Esta decisão abre caminho para uma expansão significativa da cooperação em desenvolvimento de IA entre os EUA e os Emirados Árabes Unidos. Por exemplo, a G42 está colaborando com a OpenAI e a Oracle Corp. para construir um cluster de data center de 5 gigawatts em Abu Dhabi, e busca adquirir chips de IA da Nvidia, AMD e Cerebras Systems Inc. Anteriormente, esses projetos conjuntos foram atrasados devido a restrições de licenciamento dos EUA. No final do ano passado, o Departamento de Comércio aprovou a venda de dezenas de milhares de chips de IA avançados para a G42, e as novas regras permitirão que a G42 faça aquisições semelhantes no futuro sem a necessidade de licenças.
Andrew Feldman, CEO da Cerebras, elogiou a decisão do governo de flexibilizar as restrições, afirmando que os Emirados Árabes Unidos sempre foram um aliado excepcional dos EUA e que garantir que países que apoiam os valores americanos permaneçam no ecossistema tecnológico dos EUA é uma boa política. Outras empresas dos Emirados Árabes Unidos autorizadas a comprar chips de IA sem licença incluem a divisão Core42 da G42. O fundo MGX de Abu Dhabi, apoiado pela G42, já recebeu tratamento preferencial separadamente. A mudança de regras também permite que oito empresas sediadas nos EUA e suas subsidiárias nos Emirados Árabes Unidos comprem processadores de IA sem licença: Amazon.com Inc., Google (da Alphabet Inc.), Apple Inc., Meta Platforms Inc., Microsoft Corp., OpenAI, Oracle Corp. e xAI (da SpaceX).

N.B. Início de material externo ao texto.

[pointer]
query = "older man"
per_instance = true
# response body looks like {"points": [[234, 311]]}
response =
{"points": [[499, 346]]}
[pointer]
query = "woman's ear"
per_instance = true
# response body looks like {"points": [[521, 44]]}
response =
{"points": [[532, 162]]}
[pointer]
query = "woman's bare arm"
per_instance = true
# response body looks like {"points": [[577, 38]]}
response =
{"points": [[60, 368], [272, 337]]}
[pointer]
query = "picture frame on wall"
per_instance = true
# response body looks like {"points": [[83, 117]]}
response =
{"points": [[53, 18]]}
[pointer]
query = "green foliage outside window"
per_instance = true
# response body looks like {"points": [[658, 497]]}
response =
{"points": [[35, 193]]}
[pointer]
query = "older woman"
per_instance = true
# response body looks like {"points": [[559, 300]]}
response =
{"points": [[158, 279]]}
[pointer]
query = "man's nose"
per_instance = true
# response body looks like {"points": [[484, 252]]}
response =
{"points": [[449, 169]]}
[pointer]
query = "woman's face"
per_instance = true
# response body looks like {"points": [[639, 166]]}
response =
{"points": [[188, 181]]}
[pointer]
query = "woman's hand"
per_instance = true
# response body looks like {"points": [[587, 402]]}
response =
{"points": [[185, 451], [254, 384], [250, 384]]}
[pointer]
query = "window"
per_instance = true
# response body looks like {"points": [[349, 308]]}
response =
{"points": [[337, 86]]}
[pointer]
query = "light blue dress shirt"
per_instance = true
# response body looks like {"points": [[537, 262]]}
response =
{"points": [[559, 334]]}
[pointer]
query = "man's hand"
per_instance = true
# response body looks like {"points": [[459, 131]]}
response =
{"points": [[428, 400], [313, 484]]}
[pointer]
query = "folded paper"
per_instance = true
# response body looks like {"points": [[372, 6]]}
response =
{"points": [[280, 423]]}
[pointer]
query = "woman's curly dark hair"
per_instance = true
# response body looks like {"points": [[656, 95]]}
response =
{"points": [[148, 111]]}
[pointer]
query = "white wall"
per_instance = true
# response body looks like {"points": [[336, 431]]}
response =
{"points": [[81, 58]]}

O aviso, assinado por Jeffrey Kessler, diretor do Bureau de Indústria e Segurança, citou os crescentes laços comerciais entre os EUA e os Emirados Árabes Unidos, destacando que o investimento estrangeiro direto dos Emirados Árabes Unidos em áreas como IA, metais, aviação e energia é estimado em mais de US$ 1 trilhão. Enquanto os funcionários do Departamento de Comércio divulgavam essas mudanças, legisladores dos EUA analisam uma série de projetos de lei que visam endurecer os controles de exportação sobre a venda de chips de IA e tecnologia de fabricação de semicondutores, medidas que enfrentam forte oposição da Casa Branca e da indústria de chips. A senadora democrata dos EUA, Elizabeth Warren, pediu que Kessler e o secretário de Comércio, Howard Lutnick, comparecessem ao Comitê Bancário do Senado para explicar esta decisão. Kessler planeja testemunhar em uma audiência do Comitê de Relações Exteriores da Câmara sobre o programa de controle de exportações dos EUA.